In our opinion, nothing changed in the applicants’ situation following those judgments, at least not until the expiry of the KGB Act. Although the Government informed the Committee of Ministers of their intention to amend the Act, no modification took place. It is true that the Supreme Administrative Court expressed an opinion that the Court’s judgments prevailed over the KGB Act, thus removing the employment ban imposed by the Act. However, a practical attempt by the third applicant failed as the Supreme Court held that the refusal to reinstate him was unlawful, but nevertheless valid (“while the KGB Act ... is still in force, the question of reinstating ... may not be resolved favourably” – see paragraph 58 of the judgment). It can reasonably be assumed that, had the first and second applicants attempted to obtain one of the “proscribed employments”, the same conclusion would have applied to their cases. It seems that there was no effective remedy available to the applicants and that, therefore, they could not be expected to bring legal proceedings with no prospect of success.

It should also be noted that, since under the KGB Act a potential private-sector employer risked an administrative penalty, the prospects for the applicants to be recruited were at best illusory.

This state of the domestic law and jurisprudence should be regarded as a sufficient demonstration that the first and second applicants continued to be affected by the employment ban. This shifts the onus to the Government and it seems obvious that the Government were not able to plausibly demonstrate that no discrimination had taken place in those applicants’ cases.

4. The lack of any practical attempt to test the continuous applicability of the KGB Act does not remove the victim status of the first and second applicants.

5. Therefore, a violation of Article 14 in conjunction with Article 8 should have been found in the present case. In our opinion, the mistake of the majority was to apply the “plausible demonstration” requirement to a case in which legislation constituted the direct source of interference. This mistake is, at least in part, due to the lack of clearly established criteria on “victim status” and “practical attempts” in such cases. As the present judgment may contribute to further confusion, it may be time for the Grand Chamber to clarify the issue.

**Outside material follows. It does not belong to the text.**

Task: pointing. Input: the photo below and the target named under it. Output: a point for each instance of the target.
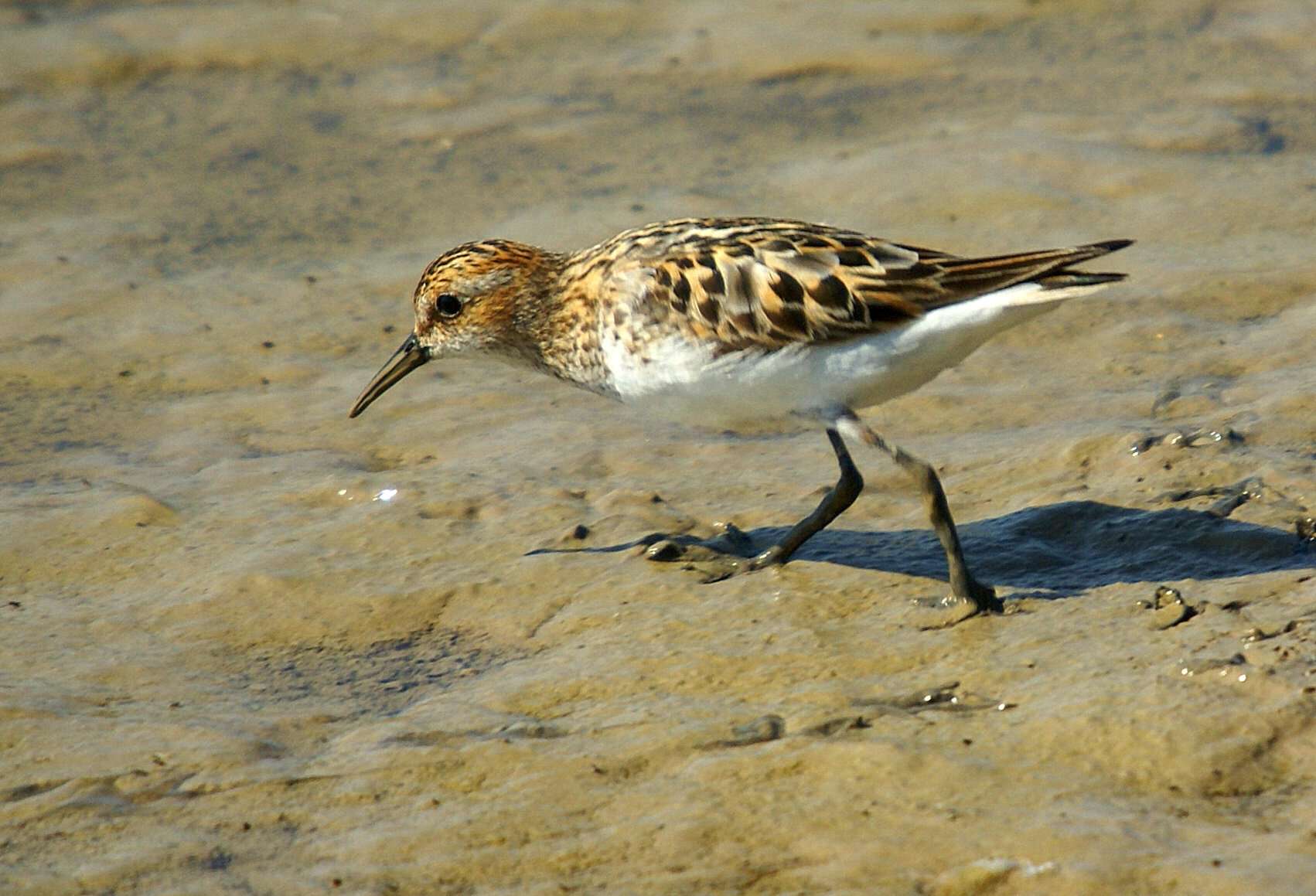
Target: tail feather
(967, 278)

6. Nor is there any clarity as to the question whether there can be a separate violation of Article 46. There are conflicting approaches in the case-law and it may now be appropriate for the Grand Chamber to intervene in the Emre [6] ‑ Ilinden [7] controversy, as also observed in Judge Keller’s separate opinion. The present case would offer a perfect opportunity for such intervention. The original judgments have not been implemented, the Committee of Ministers has been unable to ensure compliance, and the situation has evolved into a continuous (or new) violation.

7. In brief, we are not only of the opinion that the case was wrongly decided. We are also convinced that both of the above-mentioned problems should be characterised as serious questions affecting the interpretation and application of the Convention within the meaning of Article 43 § 2 of the Convention and, therefore, should attract the interest of the Grand Chamber.

[1] Background Paper prepared by the Organising Committee for the Opening Seminar of the Judicial Year of the ECHR, 31 January 2014, Implementation of the Judgments of the European Court of Human Rights: A Shared Judicial Responsibility? (available at http://www.echr.coe.int/Documents/Seminar_background_paper_2014_ENG.pdf).

[2] Linos-Alexander Sicilianos, ‘The Involvement of the European Court of Human Rights in the Implementation of its Judgments: Recent Developments Under Article 46 ECHR’, 32 Netherlands Quarterly Of Human Right s 3 (2014), 234–262.

[3] Klaas v. Germany , 22 September 1993, Series A no. 269.

[4] Marckx v. Belgium , 13 June 1979, Series A no. 31

[5] Dudgeon v. the United Kingdom , 22 October 1981, Series A no. 45

[6] Emre v. Switzerland (no. 2) , no. 5056/10, 11 October 2011.

[7] The United Macedonian Organisation Ilinden – PIRIN and Others v. Bulgaria (no. 2) , nos. 41561/07 and 20972/08, 18 October 2011.